Conjugacy Class in a matrix group with columns of standard basis I want to find the conjugacy classes of this group:
$$G=\{(a_1,a_2,a_3):a_i=\pm e_j\}\subset GL_3(\mathbb C)$$
I know that $S_3$ is one of the subgroups of this group, so I can check which elements of $S_3$ continues to be conjugate in our group,
I know that in $Z(G)$ there is two elements $I,-I$.
I know that I have to check the diagonal matrices on which ones are conjugate, but I don't know how to finish and find the others conjugacy class of this group, and I don't Know how to find the number of the elements of the conjugacy class.
I'll be thankful for help
 A: This group is a wreath product of a cyclic group of order $2$ (i.e. $\pm 1$) with a symmetric group of order $3$. Thus $S_3$ is also a factor group and one can use the classes of $S_3$ as first approximation (i.e. classes of $G$ that will map into the class of $S_3$), which also gives how coordinates are permuted.

*

*The class of the identity in $S_3$ gives matrices that are diagonal with 0,1,2,3 entries that are $-1$, thus
4 classes, including the two in the centre and two of size 3 outside the centre.
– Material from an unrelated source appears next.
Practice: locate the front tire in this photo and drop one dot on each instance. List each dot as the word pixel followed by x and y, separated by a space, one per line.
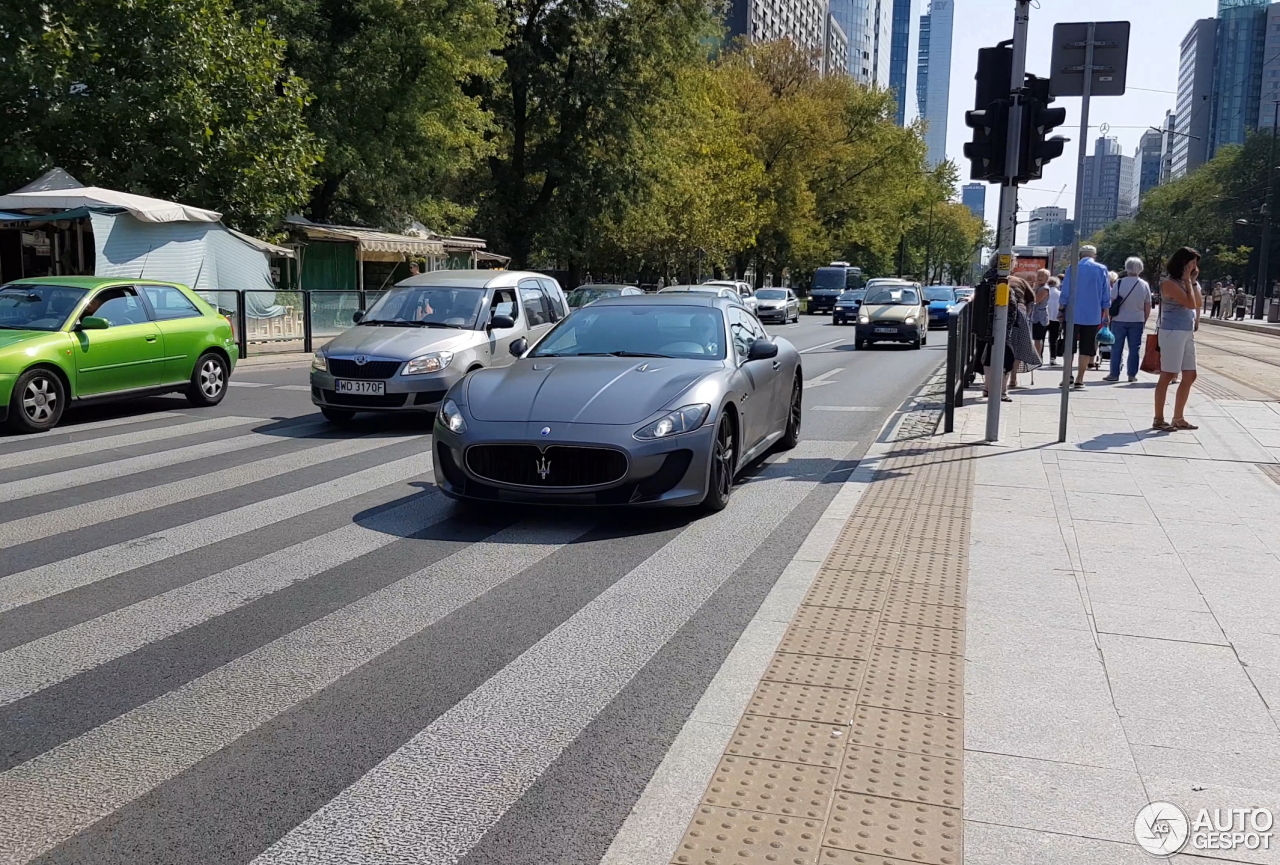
pixel 720 483
pixel 795 412
pixel 37 402
pixel 208 380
*Next come matrices that map to elements of order $2$. Their shape must be $\left(\begin{array}{ccc}0&*&0\\*&0&0\\0&0&*\\
\end{array}\right)$ (or conjugate). You get 4 classes distingiuished by determinant $\pm1$ and element order 2 or 4. All have 6 elements.


*Finally, you get two classes that map to elements of order $3$. Their shape must be $\left(\begin{array}{ccc}0&*&0\\0&0&*\\*&0&0\\
\end{array}\right)$ (or conjugate). One has elements of order 3 and determinant 1, the other order $6$ and determinant $-1$. Both have 8 elements.